Así que cuando salió nigger, puse “negro”. “Negra”, creo recordar, en femenino, la primera vez que salió. Por todo esto que explico y porque la literatura nos da otras herramientas: el ambiente, el personaje, la situación, las descripciones, la tensión narrativa… Cuando un personaje dice “¿Qué haces con esa negra?”, la frase tiene tal carga de insulto que ya nos da dos datos: uno, objetivo, la raza de la mujer; y un segundo, subjetivo: que su raza, su color de piel, no es bienvenido: es objeto de odio, o de desconfianza. Y eso ya nos sitúa en una posición determinada. No utilicé, sin embargo “negrata”. Ahí sí que tuve la impresión de que me situaba en un momento social que ya ha pasado. Quizá en una película se puede emplear (sé que ha salido en Django desencadenado, por ejemplo), pero el cine, aunque la película sea un clásico, es una obra mucho más líquida, móvil, dinámica. Una obra literaria, aunque no sea granítica, tiene una vocación mucho más estática, y conviene ceñirse a un término que resista mejor el paso del tiempo. Me pareció que las veces que se empleaba la palabra nigger (o negro), que afortunadamente no son muchas, la traducción por “negro” iba bien, porque el resto de factores añadían lo que faltaba: neutralidad, afecto, o insulto. También ayudó que al principio de la novela Dana, la protagonista, tiene una conversación muy pedagógica con el niño donde le explica que no es correcto que haga referencia a su color de piel en tono de desprecio llamándole “negra”, aunque está claro — objetivamente — que es una mujer y es de raza negra. Esa frase de Dana resume mi filosofía.

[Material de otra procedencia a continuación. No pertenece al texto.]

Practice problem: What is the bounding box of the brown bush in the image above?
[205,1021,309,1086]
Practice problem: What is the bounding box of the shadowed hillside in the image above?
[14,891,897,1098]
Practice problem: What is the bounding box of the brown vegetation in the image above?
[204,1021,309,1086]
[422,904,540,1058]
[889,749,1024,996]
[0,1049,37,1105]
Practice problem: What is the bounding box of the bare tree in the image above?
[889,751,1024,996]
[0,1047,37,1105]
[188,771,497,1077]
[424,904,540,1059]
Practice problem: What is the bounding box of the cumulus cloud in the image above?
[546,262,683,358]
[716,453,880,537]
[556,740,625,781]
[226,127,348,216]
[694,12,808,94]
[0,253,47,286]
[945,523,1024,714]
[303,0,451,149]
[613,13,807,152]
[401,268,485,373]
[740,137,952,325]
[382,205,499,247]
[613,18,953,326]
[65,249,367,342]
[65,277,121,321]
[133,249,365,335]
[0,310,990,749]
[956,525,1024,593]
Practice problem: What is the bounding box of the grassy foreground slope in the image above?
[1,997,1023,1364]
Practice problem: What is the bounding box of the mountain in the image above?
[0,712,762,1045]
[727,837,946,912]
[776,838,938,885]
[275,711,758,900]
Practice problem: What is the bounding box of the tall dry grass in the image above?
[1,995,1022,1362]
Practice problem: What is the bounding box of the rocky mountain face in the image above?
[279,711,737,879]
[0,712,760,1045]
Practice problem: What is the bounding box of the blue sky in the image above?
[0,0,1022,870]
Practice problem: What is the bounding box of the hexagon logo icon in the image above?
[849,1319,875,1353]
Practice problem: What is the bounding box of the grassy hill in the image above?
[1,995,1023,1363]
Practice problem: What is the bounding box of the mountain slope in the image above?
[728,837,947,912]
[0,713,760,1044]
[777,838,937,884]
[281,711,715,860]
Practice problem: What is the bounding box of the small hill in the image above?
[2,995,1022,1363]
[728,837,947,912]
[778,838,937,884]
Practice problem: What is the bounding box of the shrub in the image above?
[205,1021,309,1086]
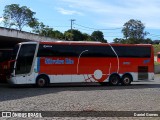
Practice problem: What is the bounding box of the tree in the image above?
[64,31,74,41]
[3,4,37,30]
[64,29,84,41]
[32,22,64,39]
[122,19,148,41]
[113,38,126,44]
[141,38,153,44]
[37,25,54,37]
[82,33,92,41]
[31,22,45,34]
[113,38,153,44]
[91,31,107,43]
[53,30,64,39]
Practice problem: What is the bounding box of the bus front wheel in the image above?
[36,76,49,87]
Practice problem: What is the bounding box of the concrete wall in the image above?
[0,27,61,42]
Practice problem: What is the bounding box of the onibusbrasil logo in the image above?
[1,112,42,118]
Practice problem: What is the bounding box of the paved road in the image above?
[0,75,160,119]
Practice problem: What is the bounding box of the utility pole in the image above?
[70,19,75,32]
[69,19,75,41]
[71,19,76,40]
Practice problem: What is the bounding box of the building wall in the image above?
[0,27,59,42]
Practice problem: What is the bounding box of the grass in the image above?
[154,61,160,65]
[153,44,160,56]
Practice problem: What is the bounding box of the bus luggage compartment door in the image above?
[138,66,148,80]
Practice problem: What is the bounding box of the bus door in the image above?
[15,44,37,84]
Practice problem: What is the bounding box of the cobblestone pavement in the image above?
[0,75,160,120]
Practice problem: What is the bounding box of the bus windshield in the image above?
[15,44,37,75]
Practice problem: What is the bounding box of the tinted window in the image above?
[113,46,151,58]
[37,44,116,57]
[16,44,36,74]
[37,44,151,58]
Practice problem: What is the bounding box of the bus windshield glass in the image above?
[15,44,36,75]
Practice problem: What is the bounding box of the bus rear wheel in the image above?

¿Algún fragmento o expresión que fuera especialmente duro? ¿U otro del que te sientas especialmente orgullosa?

A ver… La novela es dura. Y eso no se rebaja evitando una palabra, como decíamos antes. Como traductora, soy la depositaria no sólo de una obra, sino de un estilo, de una época, de una situación. No puedo rebajar el horror: estoy obligada a transmitirlo. Se me encogió el corazón muchas veces traduciéndola, y eso que hasta ahí es elegante Octavia Butler: es capaz de reducir lo explícito a un par de escenas realmente atroces, quizá por eso más eficaces. La sencillez y la objetividad con las que cuenta la historia hacen que te sientas como Dana, mera espectadora ante una realidad que no puedes cambiar, aunque te revuelva por dentro. Disfruté mucho de principio a fin, porque al abarcar tantos años y personajes las relaciones entre unos y otros van cambiando, y con ello su modo de hablar. Pero me fascinaron, especialmente, las escenas de la cocina de los esclavos, ese reducto costumbrista, de intimidad y confianza y, sin embargo, cargado de tensión e incluso de miedo. Su habla permitía emplear un montón de recursos coloquiales que mostraban la sabiduría de los mayores, la audacia de los jóvenes, la inocencia de los niños… Toda la novela es pura narrativa porque todos tienen una historia que contar, una experiencia… Es maravilloso.

Estamos en octubre, hace pocos días celebramos el “Día de las escritoras”… Parece que, por fin, hay mayor interés por la literatura escrita por mujeres, aunque sigue sin haber paridad ni en premios, ni en librerías, ni en bibliotecas. Como insider del mundo de la literatura, ¿cómo valoras la evolución del interés por las autoras?

El otro día me quejaba en Facebook de esto, precisamente. Si nos preocupáramos más de la calidad de la literatura no harían falta tantas tonterías. Perdona que hable así: no quiero decir que me oponga a la paridad. Me opongo a la estupidez. Tengo dos novelas publicadas, una de ellas en mayo pasado. Una llevaba escrita ocho años, otra diez. No había manera de publicarlas. La temática era uno de los problemas, porque ambas cuentan historias de mujeres. Y ahora resulta que nos venden la última edición del Premio Planeta como “una edición donde se ha dado gran importancia a la figura femenina”… Ah, genial. “Ahora”, es decir, cuando dice el Planeta, interesan las historias de mujeres… Hace cuatro meses, no tanto. Mi novela, como tantas otras de tantas autoras, era aún “demasiado de mujeres” para que a la prensa le interese… Creo que si se diera verdadera importancia al talento y a la calidad literaria sería lo de menos que el autor sea hombre o mujer: ahí tenemos a Fred Vargas, ahora. Ahí tuvimos a las Brontë o a Virginia Woolf, pero también a Jane Austen o a Agatha Christie. A Natalia Ginzburg y a Elena Ferrante.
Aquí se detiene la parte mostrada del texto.